Imre Bak – New Paintings

16. May, 1996 – 16. June
When
16. May, 1996 – 16. June

Something has been lost, but it can be recovered – at least this is what Imre Bak might have thought, when he said in a naive touching tone: “The newest concept of art has been the one which is valid for me all the time.” Fortunately, what he thought to be valid was harmonious with the nature of his talent. He was praised by the critics as the initiator of Hungarian hard edge, postgeometrical eclecticism, and using quotes from the history of art: it might have been better to whisper a few friendly words into his ears instead of these terminus technicuses, because his way of thinking was more lively and consistent than the above statement might suggest. He was the first to conceive how very difficult it was to overcome the vague interpretation of what living in this century and belonging to a particular nation means, this short tradition including the living senior painters, because from this allowed that: ”every generation feels in Hungary that the history of art begins with them. He realised that the history and the history of art are not ideological, because they have no organising force with one centre: he quoted affirmatively Werner Heisenberg in his essay, entitled “Myth, art, signal”: “If one day the magnetic field attracting the compass of the Western man would exhaust – and what else would be the source of this force than the substantial order – then something terrible would happen to mankind…” . After the immediate predecessors, Lossonczy, Gyarmathy, Korniss, who thought it was possible to combine constructivism with surrealism, which were allegedly contradictory to each other. Bak discovered for himself the archaic, the magnetic force, which was ore effective than the historical one. The artistic deed – for example the signal in the space of the painting, having importance in itself, evoking –charming, symbolising the active oneself – is a repeating of something which has already happened by Gilgames‘ travel: the representation of the sunbird gains its importance from the fact that it’s an imitation.
His method of working is rigorously systematic thanks to having been liberated. The beginning is intuitive sketch, size of a postcard with its harp contours, which is floating with its colours as a dream in memory. Being compact, the picture needs to be developed in other proportions, sizes. The enlarged, 35 * 50 cm sketch, were the motifs have found there places, becomes dominant in this form; the wrestles with Kandinsky – on the 80 * 120 sketch the usefulness of the module system becomes quite transparent, here the colours become independent and form a harmonious assemble, a possible system of proportions, connections of geometric –organic associations in space.
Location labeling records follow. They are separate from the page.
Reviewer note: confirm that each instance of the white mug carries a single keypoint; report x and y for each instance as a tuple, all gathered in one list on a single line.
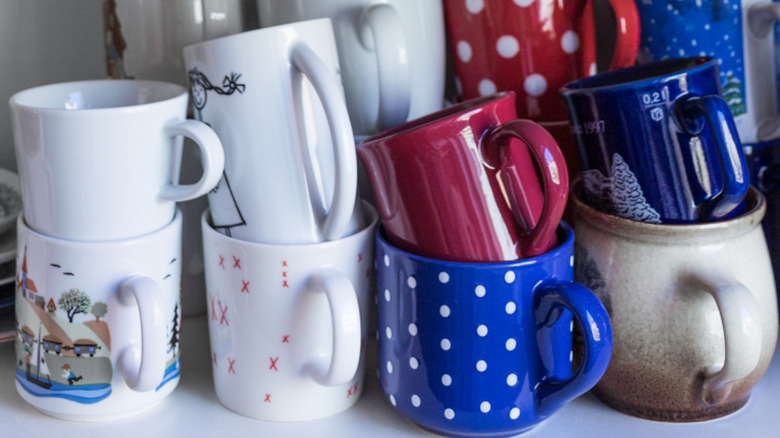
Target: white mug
[(392, 54), (285, 181), (288, 323), (96, 158), (97, 323)]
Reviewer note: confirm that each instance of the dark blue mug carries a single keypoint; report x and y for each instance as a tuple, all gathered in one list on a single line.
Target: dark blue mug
[(486, 349), (657, 142)]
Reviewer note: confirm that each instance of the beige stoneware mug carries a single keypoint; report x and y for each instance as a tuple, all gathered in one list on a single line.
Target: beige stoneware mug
[(693, 310)]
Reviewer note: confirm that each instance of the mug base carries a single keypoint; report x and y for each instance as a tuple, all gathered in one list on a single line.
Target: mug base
[(672, 415)]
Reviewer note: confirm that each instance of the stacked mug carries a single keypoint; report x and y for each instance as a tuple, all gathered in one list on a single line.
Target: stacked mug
[(669, 237), (99, 243), (475, 299), (288, 245)]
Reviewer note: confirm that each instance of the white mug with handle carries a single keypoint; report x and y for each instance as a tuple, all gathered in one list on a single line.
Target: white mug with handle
[(261, 92)]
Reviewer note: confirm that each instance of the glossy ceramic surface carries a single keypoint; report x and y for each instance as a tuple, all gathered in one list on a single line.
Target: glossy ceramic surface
[(96, 158), (657, 142), (737, 32), (532, 47), (98, 323), (460, 184), (391, 52), (287, 323), (285, 180), (484, 349), (693, 310)]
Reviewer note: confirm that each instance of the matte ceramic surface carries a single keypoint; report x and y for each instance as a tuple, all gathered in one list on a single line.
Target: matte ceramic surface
[(658, 143), (96, 158), (460, 184), (693, 310), (485, 349), (532, 47), (392, 54), (285, 181), (287, 323), (98, 323), (740, 35)]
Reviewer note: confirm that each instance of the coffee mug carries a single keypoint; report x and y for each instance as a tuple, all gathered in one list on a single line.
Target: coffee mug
[(96, 158), (657, 142), (460, 184), (739, 34), (98, 323), (287, 323), (392, 54), (693, 309), (254, 89), (468, 349), (532, 47)]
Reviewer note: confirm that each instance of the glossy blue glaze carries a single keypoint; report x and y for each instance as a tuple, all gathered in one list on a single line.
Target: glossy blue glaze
[(658, 143), (485, 349)]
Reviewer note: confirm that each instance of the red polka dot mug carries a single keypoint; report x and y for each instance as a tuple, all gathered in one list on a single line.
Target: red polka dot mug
[(532, 47)]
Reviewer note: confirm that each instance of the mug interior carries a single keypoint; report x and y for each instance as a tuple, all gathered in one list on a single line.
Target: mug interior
[(638, 73), (98, 94)]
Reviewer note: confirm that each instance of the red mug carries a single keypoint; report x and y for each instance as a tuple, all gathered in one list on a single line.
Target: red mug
[(533, 48), (462, 184)]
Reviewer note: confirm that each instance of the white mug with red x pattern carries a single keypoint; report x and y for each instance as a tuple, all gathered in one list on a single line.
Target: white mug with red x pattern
[(287, 323)]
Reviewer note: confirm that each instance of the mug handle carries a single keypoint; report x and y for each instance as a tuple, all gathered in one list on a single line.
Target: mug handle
[(741, 319), (345, 314), (627, 26), (689, 111), (335, 223), (144, 368), (591, 316), (555, 176), (211, 154), (382, 31)]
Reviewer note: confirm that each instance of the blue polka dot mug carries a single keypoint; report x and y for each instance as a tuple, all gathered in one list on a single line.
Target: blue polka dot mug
[(485, 349)]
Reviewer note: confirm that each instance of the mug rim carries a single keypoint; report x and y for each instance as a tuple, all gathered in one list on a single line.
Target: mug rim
[(666, 232), (629, 77), (34, 98)]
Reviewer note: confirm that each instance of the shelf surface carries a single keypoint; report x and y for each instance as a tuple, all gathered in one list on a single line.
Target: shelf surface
[(193, 410)]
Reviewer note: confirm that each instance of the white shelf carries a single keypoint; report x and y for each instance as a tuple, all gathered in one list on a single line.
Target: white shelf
[(194, 411)]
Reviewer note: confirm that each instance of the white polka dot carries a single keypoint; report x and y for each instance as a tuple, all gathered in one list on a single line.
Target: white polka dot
[(507, 46), (570, 42), (486, 86), (475, 6), (464, 51), (509, 277), (535, 85)]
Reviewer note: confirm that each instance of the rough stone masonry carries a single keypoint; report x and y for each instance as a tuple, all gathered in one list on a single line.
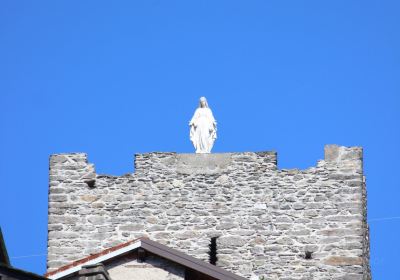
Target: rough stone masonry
[(276, 223)]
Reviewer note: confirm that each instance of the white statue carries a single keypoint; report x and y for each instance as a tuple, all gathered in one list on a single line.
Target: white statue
[(203, 128)]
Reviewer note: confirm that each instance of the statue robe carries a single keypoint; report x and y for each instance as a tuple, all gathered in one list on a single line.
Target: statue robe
[(203, 130)]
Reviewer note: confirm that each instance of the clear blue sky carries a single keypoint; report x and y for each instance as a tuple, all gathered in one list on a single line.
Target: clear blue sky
[(114, 78)]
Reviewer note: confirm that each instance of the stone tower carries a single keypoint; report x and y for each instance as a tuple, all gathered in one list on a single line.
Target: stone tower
[(276, 223)]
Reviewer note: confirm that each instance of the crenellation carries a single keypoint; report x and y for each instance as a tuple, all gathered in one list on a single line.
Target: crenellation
[(266, 219)]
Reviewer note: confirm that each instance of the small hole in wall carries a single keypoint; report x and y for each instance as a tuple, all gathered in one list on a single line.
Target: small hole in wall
[(213, 251), (308, 255), (90, 183)]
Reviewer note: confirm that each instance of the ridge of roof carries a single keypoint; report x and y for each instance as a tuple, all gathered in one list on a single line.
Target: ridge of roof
[(31, 275), (152, 247), (91, 257)]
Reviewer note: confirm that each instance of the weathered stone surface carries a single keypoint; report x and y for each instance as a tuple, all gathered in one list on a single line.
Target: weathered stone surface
[(338, 260), (265, 219)]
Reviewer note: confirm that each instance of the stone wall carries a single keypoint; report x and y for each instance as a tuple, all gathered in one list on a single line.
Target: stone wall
[(282, 224)]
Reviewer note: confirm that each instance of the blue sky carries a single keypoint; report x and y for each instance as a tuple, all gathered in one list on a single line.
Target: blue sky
[(116, 78)]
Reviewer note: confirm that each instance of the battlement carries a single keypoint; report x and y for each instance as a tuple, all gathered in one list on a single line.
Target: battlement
[(278, 223)]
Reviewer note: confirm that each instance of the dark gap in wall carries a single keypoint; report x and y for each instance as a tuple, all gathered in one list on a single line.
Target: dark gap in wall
[(213, 251), (90, 183)]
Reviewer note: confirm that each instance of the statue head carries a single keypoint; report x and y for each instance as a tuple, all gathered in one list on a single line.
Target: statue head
[(203, 102)]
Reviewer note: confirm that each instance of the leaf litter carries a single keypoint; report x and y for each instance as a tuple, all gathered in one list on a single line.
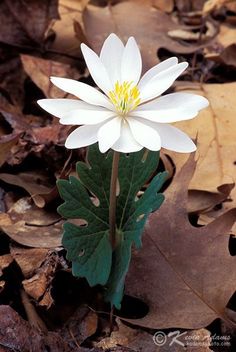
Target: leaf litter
[(187, 260)]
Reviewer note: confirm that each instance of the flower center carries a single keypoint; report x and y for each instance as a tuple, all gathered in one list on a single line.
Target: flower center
[(125, 97)]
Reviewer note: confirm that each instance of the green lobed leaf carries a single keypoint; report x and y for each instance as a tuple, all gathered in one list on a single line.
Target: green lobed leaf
[(88, 247)]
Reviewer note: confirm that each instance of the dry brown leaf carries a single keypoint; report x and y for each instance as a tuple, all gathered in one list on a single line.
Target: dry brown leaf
[(211, 5), (215, 128), (18, 335), (29, 259), (6, 144), (5, 261), (188, 272), (36, 183), (147, 24), (40, 71), (25, 23), (82, 324), (12, 76), (70, 12), (226, 35), (30, 226), (201, 201), (39, 285)]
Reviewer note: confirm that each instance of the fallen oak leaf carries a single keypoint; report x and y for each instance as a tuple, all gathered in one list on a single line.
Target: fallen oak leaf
[(6, 143), (17, 335), (35, 183), (149, 25), (216, 140), (39, 70), (200, 201), (188, 272), (30, 226), (26, 23)]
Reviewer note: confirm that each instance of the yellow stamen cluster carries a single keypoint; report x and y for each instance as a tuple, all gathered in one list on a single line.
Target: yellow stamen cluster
[(125, 97)]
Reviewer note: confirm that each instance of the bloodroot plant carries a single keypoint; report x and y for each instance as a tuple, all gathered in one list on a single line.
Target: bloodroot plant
[(129, 120)]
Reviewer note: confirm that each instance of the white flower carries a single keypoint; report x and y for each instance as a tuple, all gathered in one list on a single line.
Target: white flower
[(131, 114)]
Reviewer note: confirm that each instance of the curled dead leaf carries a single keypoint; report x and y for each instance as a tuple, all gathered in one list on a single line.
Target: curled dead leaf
[(32, 227)]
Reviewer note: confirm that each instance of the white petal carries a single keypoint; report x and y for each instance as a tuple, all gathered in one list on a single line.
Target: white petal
[(161, 82), (131, 64), (86, 117), (174, 139), (60, 107), (109, 133), (82, 91), (126, 143), (82, 136), (96, 69), (172, 107), (111, 55), (162, 66), (144, 134)]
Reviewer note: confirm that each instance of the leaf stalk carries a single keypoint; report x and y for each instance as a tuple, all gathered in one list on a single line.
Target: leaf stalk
[(112, 208)]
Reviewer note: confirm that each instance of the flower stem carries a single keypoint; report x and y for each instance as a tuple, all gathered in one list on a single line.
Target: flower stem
[(112, 209)]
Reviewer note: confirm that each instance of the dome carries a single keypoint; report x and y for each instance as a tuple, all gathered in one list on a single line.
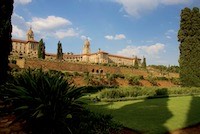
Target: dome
[(30, 31), (30, 34)]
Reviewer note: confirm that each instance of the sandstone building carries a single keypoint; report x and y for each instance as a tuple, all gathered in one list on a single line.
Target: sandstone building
[(29, 49), (25, 48)]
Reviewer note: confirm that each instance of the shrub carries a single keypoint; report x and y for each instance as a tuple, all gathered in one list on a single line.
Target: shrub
[(46, 101), (152, 80), (76, 74), (175, 81), (161, 92), (162, 78), (96, 123), (133, 80), (124, 93)]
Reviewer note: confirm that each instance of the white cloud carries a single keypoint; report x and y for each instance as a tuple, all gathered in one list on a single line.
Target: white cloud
[(168, 37), (137, 7), (109, 37), (17, 32), (119, 37), (83, 37), (66, 33), (23, 2), (170, 33), (174, 2), (49, 23), (51, 26), (150, 51), (116, 37)]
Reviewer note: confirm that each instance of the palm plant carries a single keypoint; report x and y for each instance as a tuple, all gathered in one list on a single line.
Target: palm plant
[(47, 102)]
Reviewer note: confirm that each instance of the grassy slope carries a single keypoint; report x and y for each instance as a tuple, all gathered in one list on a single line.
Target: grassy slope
[(154, 115)]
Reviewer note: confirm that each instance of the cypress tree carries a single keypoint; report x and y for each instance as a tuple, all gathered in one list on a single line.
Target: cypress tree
[(189, 38), (59, 51), (6, 10), (136, 64), (144, 65), (41, 49)]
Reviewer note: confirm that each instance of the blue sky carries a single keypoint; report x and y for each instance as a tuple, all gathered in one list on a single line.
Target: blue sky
[(123, 27)]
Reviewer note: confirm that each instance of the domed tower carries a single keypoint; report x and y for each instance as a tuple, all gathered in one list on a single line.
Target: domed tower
[(86, 47), (30, 35)]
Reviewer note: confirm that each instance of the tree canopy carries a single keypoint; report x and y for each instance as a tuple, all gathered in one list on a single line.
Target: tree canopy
[(59, 51), (189, 38), (41, 49)]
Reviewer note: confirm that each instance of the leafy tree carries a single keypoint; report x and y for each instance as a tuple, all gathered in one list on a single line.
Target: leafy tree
[(59, 51), (41, 49), (6, 10), (189, 38), (47, 102), (136, 64), (144, 65)]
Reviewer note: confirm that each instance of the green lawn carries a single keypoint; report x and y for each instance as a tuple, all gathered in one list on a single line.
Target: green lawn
[(153, 116)]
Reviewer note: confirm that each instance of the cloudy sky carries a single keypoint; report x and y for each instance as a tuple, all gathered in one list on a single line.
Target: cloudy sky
[(123, 27)]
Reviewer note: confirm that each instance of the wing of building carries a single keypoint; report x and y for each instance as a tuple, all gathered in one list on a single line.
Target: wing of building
[(25, 48)]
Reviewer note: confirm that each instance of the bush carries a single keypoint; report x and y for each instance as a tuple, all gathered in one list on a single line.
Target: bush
[(175, 81), (96, 123), (162, 78), (124, 93), (161, 92), (46, 101), (152, 80)]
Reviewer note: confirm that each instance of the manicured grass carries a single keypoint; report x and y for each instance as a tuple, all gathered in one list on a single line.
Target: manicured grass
[(153, 116)]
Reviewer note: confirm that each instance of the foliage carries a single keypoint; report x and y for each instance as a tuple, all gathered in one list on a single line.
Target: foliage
[(88, 78), (136, 64), (41, 49), (76, 74), (162, 78), (175, 81), (189, 38), (144, 64), (47, 102), (134, 80), (152, 80), (144, 92), (96, 123), (6, 10), (59, 51), (111, 79)]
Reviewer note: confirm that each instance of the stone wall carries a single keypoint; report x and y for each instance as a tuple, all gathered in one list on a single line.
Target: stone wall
[(67, 66)]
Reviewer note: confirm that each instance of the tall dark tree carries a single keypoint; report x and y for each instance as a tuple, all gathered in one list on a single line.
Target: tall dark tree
[(144, 65), (136, 64), (6, 10), (189, 38), (41, 49), (59, 51)]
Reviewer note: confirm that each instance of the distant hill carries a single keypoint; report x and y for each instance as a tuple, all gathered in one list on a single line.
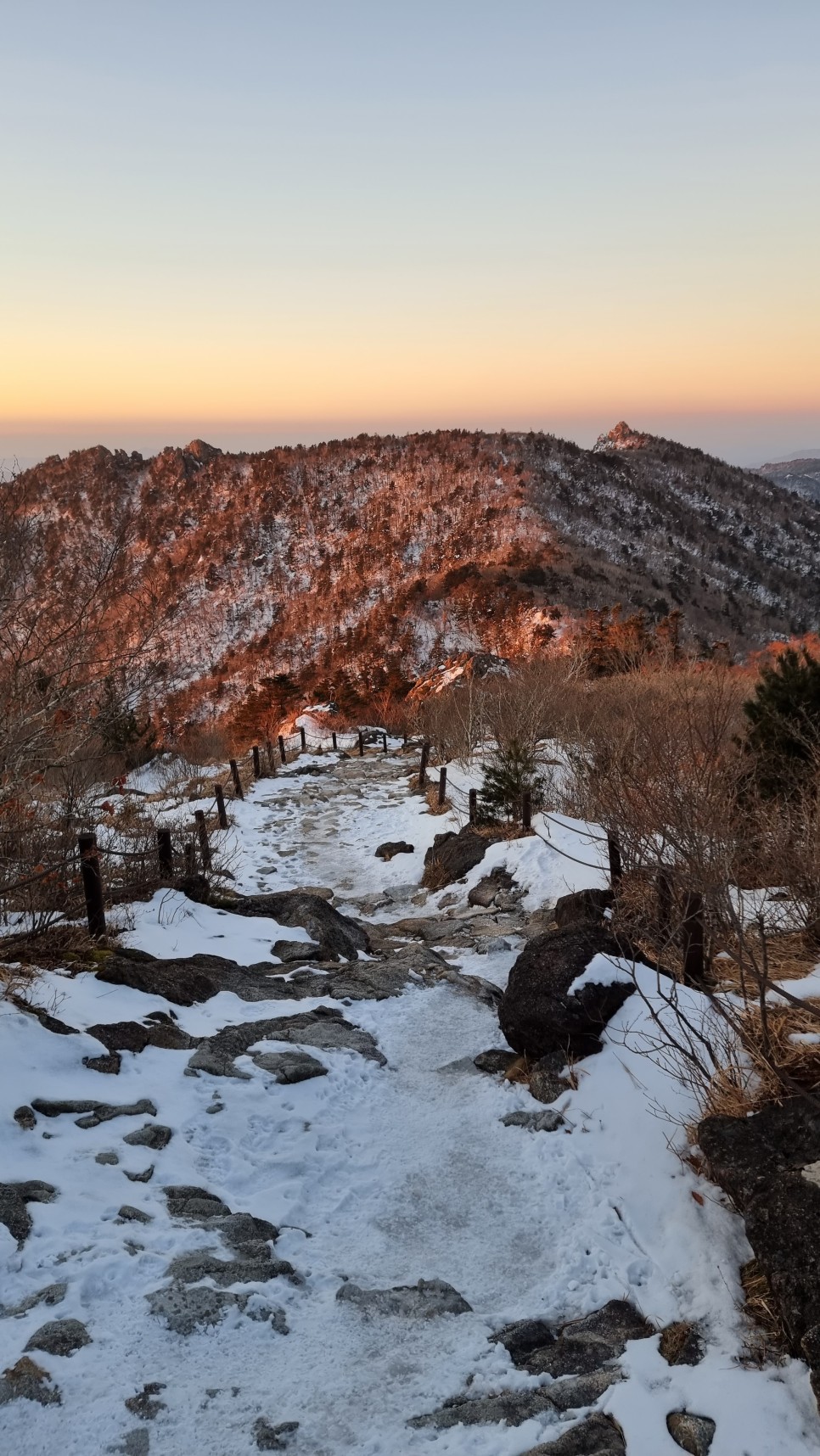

The variations of depth is made plastically final by the stabilised levels of the concluding double picture, the vertical and horizontal axes fix the forms and let the signals fly freely which allows independent associations for ever viewer. There is a kind of serenity on these paintings, serenity of the ever returning, mixed with seriousness.
Bak has become something else without changing spectacularly, without turning the ever same into something else. The paintings of the exhibitions are variations on the same substance.